General Electric’s stock surged nearly 12% Thursday as the industrial conglomerate reported revenue that was stronger than analysts had expected and as new CEO Lawrence Culp reassured investors a long-awaited turnaround may finally be underway.

GE said revenue rose 5.4% in the last quarter of 2018 to $33.3 billion, beating Wall Street forecasts by $1.1 billion, thanks to growth in its aviation, renewable-energy, and transportation businesses. The company’s non-GAAP earnings per share of 17 cents, however, came in below the consensus of 22 cents.

GE also said it reached a $1.5 billion settlement with the Justice Department over pre-2008 financial crisis practices at its now-defunct subprime mortgage business. GE has already set aside money for the settlement.

Given the bad news GE has faced for the past year, the results were strong enough to encourage investors that Lawrence Culp, who took over as CEO last October, could engineer a turnaround at the company. “The crisis phase feels like it has passed,” RBC analyst Deane Dray told CNN. “GE had such an epic unraveling. But there is value in the underlying business.”

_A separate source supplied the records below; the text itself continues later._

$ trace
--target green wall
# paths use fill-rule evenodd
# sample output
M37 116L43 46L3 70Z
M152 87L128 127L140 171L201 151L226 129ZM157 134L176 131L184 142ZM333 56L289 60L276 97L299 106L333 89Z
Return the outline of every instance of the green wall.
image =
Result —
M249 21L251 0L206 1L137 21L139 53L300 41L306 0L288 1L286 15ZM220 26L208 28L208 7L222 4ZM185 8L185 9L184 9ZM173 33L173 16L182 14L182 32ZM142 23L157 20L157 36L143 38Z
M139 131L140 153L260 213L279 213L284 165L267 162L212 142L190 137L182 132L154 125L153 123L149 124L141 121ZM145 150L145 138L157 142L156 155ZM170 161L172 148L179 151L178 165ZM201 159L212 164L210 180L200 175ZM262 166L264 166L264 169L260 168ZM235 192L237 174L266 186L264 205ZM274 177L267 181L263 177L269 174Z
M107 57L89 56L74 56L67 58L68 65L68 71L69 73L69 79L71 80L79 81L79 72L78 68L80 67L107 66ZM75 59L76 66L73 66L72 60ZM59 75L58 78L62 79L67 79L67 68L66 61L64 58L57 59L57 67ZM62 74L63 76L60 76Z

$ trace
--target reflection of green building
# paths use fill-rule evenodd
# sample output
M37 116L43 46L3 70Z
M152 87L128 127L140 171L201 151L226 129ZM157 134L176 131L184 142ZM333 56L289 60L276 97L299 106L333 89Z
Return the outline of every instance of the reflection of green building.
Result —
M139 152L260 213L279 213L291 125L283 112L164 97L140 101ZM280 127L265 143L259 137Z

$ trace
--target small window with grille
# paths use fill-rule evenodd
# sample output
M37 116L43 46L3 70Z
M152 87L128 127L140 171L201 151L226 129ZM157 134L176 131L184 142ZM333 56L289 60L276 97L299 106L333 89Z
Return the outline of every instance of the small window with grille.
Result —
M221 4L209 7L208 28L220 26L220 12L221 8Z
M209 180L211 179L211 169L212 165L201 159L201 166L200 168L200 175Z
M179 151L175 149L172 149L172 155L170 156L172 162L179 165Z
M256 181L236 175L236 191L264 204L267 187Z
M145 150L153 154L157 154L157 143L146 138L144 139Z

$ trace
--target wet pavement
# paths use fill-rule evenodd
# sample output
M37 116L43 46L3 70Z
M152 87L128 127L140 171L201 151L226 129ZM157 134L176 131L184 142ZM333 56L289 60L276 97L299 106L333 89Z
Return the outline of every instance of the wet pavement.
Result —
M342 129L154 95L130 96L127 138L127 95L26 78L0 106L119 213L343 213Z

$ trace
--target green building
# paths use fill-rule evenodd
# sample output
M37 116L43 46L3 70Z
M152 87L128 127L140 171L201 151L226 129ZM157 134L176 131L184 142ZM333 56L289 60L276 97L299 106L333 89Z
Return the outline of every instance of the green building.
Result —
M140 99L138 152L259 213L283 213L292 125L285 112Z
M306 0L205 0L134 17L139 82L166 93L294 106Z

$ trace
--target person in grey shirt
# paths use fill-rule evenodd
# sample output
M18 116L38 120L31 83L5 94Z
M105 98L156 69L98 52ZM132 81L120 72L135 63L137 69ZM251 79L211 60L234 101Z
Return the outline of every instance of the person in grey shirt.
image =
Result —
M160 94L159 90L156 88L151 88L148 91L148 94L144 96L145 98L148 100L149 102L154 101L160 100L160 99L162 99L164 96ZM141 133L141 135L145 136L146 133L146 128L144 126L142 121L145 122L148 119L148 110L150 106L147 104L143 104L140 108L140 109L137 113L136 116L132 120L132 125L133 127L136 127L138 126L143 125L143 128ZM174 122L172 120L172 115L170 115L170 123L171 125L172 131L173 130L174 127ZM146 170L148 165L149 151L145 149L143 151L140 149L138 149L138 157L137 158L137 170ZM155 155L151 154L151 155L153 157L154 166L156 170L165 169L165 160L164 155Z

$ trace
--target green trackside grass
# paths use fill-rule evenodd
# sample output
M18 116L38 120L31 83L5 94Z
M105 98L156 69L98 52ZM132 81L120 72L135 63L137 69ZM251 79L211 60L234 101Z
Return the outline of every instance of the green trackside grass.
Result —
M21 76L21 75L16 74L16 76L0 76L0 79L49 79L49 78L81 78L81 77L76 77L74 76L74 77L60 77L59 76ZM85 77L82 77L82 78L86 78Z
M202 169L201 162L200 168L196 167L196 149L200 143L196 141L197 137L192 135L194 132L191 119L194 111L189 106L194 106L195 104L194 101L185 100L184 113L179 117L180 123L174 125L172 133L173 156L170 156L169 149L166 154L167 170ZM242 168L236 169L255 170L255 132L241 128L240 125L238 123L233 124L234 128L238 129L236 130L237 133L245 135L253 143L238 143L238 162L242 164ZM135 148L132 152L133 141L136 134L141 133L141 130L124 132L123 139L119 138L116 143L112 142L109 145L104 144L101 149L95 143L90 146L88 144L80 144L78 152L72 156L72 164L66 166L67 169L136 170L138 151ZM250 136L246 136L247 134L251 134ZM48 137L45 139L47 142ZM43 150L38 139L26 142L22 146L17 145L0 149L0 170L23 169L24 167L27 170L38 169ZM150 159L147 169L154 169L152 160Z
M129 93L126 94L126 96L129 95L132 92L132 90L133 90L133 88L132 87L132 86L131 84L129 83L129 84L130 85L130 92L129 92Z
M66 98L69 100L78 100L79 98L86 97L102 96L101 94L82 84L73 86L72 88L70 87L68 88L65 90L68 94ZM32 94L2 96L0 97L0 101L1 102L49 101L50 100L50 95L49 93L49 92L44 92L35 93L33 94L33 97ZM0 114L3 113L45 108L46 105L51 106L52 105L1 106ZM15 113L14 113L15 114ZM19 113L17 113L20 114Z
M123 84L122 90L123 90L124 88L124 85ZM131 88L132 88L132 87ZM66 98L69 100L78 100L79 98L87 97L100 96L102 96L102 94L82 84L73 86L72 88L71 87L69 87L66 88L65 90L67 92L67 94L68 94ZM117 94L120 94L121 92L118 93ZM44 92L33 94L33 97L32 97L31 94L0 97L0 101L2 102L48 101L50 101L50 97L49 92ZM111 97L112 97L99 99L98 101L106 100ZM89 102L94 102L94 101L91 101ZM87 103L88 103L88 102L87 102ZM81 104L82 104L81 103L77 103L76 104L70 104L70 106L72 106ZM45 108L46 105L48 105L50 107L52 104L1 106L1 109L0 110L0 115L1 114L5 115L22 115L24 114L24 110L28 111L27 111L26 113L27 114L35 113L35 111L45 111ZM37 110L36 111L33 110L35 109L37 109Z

In a conference call discussing earnings, Culp spoke bluntly about the challenges that still lay ahead for the company, particularly in its struggling power-generation business, which saw revenue decline 25% last quarter.

“Embracing market reality means a more appropriate revenue outlook,” Culp said in a departure from the sunny rhetoric of his predecessors, which had frustrated investors. Culp said that the power-generation business “faces a number of nonoperational headwinds and we expect a high water mark in this regard this year” but that the effects of those headwinds “should come down substantially” after 2019.

“Power is still in free-fall,” Scott Davis, analyst at Melius Research, said in a research note, adding that GE is offering “an honest assessment of the problems and (a) realistic plan to fix them … So the relief rally is explainable.”

Despite GE’s recent rally, which has brought the stock 51% up from the low point of $6.71 a share it reached last month, GE is still has far to go to recover its pre-crisis valuation. GE’s stock is still worth one-third as much as it was two years ago.